How it actually works
The coding agent is a skill — a background worker the OpenClaw daemon runs. The loop looks like this:
- Read the task. An issue, a description, or a message you send through a channel.
- Explore the code. It reads the repo to understand the relevant parts.
- Write the fix. It edits files to implement the change.
- Run the tests. It checks its own work against the suite.
- Open a pull request. The change lands on a branch for your review.
The difference from an inline assistant is step 5 and the fact that 1–4 happen without you. You’re not approving each edit as it goes; you’re reviewing a finished, tested change at the end.
Step 1: enable the coding-agent skill
In OpenClaw, enable the coding-agent skill and make sure a capable model is behind it. The skill needs the model to do the reasoning and code-writing, so model choice matters — a decent mid-tier model handles most fixes. A cheap option like DeepSeek is a fine starting point; switch up only if the quality of fixes lags.
Confirm the current skill name and config against the OpenClaw repo, since skill setup evolves.
Step 2: give it scoped repo access
The agent needs to read the repo, write changes, and open PRs. That means repository access and a token. The rule here is least privilege:
Access the coding agent needs
| Capability | Scope it to |
|---|---|
| Read the repo | The specific project, not everything |
| Write changes | A working branch, never directly to main |
| Run tests | The project's test command |
| Open PRs | A token scoped to that one repository |
Step 3: hand it a task
With the skill enabled and access scoped, give it work. Through your terminal or a connected channel:
Fix issue #214: the date parser crashes on empty input.
Write a fix, add a test for the empty case, and open a PR.
The agent reads the issue, finds the parser, makes the change, adds the test, runs the suite, and opens a pull request. You get a notification (especially handy if you’ve wired up a messaging channel) and review the PR like you would a colleague’s.
A good first task is small and well-defined — a clear bug with an obvious test. Save the sprawling, ambiguous work for when you trust how it behaves.
Step 4: review like you mean it
The agent’s PR is a draft of a fix, not a guaranteed-correct one. Review it properly:
- Does the fix actually address the issue, or just make the symptom go away?
- Is the test meaningful, or does it pass trivially?
- Did it change anything it shouldn’t have touched?
- Do all the tests genuinely pass?
This review step is non-negotiable. The whole safety model rests on a human checking the change before it merges. An agent that’s right most of the time still needs the gate for the times it isn’t.
Coding agent setup checklist
- Coding-agent skill enabled with a capable model behind it
- Repo access granted, scoped to the one project
- Token limited to that repository; no push to protected branches
- Agent opens PRs only — no auto-merge
- First task small and well-defined
- Every PR reviewed before merging
Where it shines and where it doesn’t
The coding agent is great at bounded, well-specified tasks: a clear bug with a reproducer, a small feature with obvious acceptance criteria, a refactor with tests to catch regressions. It can chew through a backlog of small issues while you focus on the hard stuff.
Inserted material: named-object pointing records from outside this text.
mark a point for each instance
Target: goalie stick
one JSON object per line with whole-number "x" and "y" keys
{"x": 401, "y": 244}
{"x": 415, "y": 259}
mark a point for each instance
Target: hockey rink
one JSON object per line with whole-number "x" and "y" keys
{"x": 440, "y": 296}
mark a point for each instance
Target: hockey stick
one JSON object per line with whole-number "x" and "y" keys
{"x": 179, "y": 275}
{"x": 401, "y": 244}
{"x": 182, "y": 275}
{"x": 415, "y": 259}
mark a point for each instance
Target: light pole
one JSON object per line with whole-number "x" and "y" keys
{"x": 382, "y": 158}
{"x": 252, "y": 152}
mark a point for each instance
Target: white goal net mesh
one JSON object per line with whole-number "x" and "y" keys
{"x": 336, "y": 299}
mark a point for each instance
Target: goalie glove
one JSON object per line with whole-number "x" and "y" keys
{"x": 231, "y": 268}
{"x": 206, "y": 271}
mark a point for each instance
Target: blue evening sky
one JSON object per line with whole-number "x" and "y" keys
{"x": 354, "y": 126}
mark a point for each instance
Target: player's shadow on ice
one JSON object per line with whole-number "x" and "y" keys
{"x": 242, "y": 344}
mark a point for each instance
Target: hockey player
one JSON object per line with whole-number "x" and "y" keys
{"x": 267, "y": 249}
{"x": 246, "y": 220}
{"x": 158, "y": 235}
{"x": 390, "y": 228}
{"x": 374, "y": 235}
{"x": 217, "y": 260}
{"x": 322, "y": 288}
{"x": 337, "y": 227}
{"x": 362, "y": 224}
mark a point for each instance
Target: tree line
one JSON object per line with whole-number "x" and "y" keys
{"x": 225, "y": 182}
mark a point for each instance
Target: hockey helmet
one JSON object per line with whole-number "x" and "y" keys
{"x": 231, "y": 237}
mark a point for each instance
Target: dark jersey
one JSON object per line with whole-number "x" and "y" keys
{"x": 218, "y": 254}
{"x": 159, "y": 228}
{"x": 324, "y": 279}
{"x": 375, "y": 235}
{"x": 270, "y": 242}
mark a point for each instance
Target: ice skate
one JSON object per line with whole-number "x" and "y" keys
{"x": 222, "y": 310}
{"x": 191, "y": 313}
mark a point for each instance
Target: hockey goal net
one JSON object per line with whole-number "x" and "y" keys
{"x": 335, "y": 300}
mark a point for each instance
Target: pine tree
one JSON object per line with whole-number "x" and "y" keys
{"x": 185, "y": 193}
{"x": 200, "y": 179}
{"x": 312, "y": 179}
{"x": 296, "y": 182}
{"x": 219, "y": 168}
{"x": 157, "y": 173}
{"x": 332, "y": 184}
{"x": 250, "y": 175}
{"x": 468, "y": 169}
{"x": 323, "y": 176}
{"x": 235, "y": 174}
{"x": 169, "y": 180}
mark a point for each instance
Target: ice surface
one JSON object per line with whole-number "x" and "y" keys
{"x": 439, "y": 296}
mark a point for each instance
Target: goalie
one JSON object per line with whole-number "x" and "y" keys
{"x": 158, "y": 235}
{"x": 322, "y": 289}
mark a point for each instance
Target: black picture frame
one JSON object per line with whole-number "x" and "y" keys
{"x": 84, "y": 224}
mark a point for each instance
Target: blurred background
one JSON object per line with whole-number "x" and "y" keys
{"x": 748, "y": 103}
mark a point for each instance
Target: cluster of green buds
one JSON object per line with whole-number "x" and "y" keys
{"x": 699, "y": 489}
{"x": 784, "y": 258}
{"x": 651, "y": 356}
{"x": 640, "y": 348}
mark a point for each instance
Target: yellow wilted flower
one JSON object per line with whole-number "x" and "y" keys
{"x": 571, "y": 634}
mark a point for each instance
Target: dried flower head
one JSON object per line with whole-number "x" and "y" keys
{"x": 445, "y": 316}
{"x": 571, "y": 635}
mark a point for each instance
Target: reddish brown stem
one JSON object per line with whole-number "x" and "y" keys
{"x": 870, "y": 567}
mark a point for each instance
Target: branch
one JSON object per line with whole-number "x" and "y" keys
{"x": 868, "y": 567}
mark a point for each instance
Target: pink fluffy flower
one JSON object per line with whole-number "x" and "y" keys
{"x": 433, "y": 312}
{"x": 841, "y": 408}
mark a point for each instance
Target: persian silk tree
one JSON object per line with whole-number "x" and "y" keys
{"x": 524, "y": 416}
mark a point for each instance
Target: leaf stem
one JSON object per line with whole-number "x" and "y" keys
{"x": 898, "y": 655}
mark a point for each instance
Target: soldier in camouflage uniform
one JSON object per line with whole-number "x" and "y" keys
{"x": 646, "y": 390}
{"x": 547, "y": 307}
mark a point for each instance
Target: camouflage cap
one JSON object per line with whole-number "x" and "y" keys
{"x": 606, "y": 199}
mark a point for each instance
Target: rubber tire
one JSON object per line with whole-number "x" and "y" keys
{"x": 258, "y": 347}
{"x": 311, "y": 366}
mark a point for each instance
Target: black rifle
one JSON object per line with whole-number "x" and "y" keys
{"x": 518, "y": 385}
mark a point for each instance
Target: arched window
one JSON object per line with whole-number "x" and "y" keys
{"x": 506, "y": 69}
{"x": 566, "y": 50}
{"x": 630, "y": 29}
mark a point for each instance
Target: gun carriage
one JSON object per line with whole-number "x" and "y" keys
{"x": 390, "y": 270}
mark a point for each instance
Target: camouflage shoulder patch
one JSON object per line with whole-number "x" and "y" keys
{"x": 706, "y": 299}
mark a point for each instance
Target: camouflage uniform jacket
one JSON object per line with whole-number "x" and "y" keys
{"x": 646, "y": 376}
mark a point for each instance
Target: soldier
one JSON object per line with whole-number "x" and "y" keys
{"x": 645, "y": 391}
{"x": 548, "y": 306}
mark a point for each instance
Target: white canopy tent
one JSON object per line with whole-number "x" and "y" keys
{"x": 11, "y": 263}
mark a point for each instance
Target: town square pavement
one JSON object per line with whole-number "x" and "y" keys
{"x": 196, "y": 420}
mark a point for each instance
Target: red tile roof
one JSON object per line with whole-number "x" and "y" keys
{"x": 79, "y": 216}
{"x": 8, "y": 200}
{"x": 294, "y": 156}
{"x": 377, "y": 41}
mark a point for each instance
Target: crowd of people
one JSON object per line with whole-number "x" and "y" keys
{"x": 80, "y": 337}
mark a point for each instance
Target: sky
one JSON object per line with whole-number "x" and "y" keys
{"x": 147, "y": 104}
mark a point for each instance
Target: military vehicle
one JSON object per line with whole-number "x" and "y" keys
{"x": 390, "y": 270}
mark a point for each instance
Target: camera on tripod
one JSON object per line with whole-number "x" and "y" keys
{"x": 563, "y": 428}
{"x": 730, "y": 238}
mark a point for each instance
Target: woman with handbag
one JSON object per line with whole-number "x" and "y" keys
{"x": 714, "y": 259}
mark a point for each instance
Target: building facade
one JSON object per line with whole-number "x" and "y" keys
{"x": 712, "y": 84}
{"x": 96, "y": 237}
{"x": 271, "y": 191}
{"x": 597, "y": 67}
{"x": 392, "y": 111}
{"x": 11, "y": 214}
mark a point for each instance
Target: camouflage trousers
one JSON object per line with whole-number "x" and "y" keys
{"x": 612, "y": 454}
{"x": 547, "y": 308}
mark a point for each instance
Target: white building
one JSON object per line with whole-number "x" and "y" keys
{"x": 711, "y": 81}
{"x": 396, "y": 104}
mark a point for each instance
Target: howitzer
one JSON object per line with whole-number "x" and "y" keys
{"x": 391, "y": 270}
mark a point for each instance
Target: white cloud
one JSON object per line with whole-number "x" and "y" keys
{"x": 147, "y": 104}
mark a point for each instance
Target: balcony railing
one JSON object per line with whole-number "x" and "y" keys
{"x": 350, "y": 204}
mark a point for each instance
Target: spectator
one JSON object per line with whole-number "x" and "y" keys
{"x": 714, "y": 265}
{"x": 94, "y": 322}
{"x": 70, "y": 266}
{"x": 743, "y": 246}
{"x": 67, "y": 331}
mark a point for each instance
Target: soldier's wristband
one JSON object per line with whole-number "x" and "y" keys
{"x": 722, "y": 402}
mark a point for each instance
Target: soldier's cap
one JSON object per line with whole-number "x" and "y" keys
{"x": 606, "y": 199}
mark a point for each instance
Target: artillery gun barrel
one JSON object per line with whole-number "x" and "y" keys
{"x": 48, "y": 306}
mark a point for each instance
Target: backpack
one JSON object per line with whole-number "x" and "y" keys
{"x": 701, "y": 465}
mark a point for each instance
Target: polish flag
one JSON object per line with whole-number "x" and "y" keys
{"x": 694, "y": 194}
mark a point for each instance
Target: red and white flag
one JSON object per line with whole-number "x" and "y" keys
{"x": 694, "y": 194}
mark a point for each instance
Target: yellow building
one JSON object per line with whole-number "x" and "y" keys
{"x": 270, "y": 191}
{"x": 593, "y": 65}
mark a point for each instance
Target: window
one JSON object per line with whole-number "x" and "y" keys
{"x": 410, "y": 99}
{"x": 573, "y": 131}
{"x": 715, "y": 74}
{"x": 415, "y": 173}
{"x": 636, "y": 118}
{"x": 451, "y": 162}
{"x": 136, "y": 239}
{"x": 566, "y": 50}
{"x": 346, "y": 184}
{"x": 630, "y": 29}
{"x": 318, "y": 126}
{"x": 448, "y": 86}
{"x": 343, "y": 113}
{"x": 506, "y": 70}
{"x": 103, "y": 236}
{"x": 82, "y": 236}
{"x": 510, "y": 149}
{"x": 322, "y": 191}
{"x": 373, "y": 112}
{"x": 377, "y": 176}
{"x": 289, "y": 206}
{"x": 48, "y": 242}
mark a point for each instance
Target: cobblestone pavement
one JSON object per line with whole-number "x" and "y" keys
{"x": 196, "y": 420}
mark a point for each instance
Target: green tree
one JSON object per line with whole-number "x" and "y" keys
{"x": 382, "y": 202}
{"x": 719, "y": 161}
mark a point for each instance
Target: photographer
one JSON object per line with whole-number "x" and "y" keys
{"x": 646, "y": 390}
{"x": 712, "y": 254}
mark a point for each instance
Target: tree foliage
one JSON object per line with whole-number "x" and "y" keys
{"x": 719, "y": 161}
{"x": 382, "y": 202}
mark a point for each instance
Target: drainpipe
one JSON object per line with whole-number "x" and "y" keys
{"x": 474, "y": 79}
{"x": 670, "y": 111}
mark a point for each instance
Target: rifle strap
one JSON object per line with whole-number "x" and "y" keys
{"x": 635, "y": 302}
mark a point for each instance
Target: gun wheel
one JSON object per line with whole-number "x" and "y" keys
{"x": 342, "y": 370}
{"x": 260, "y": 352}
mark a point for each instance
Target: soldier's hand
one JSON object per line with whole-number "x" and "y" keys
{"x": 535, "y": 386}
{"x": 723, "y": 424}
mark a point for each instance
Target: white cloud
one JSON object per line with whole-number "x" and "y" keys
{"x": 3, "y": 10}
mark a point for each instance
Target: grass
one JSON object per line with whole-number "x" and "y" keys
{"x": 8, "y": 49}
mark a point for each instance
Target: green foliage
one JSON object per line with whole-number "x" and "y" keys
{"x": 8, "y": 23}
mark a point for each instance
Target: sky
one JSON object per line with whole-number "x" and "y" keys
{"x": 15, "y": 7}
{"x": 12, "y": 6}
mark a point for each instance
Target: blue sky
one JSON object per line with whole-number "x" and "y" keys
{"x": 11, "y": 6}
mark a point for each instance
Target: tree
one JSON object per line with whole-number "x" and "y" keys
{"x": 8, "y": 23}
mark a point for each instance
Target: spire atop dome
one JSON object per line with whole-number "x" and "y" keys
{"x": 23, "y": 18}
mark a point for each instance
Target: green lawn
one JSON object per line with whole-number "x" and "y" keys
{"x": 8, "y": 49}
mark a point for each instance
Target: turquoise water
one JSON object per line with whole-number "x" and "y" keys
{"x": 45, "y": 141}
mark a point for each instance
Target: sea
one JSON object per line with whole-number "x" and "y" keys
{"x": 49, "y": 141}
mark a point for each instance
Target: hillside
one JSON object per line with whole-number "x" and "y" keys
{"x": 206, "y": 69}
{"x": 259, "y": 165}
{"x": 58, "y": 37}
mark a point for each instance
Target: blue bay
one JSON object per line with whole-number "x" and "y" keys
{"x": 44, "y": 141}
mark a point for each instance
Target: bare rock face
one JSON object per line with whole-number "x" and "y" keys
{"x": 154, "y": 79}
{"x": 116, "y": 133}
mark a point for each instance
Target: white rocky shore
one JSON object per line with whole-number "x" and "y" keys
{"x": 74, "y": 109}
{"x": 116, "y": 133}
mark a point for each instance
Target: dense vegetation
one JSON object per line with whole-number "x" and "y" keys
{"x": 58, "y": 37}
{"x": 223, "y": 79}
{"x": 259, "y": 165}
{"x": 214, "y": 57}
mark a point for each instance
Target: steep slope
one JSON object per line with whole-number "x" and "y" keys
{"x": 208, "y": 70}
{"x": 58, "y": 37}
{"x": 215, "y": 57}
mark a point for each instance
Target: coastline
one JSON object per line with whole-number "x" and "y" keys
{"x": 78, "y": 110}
It’s weaker on ambiguous, design-heavy work where the “right” answer depends on judgment and context it doesn’t have. For those, you’re better off in an interactive tool. If you want a dedicated coding agent rather than a general assistant with a coding skill, the comparison in OpenClaw vs Claude Code is worth reading.
Wrapping up
OpenClaw’s coding agent turns “fix this small bug” into a background task that comes back as a reviewed-ready pull request. Enable the skill, put a capable model behind it, scope its repo access and token tightly, and keep it to opening PRs that you review before merging. Start with small, clear tasks, and let it earn more autonomy as you see how it works.
For the autonomous-GitHub angle, start with a small test repository, a scoped token, and PR-only permissions before letting the agent near production code.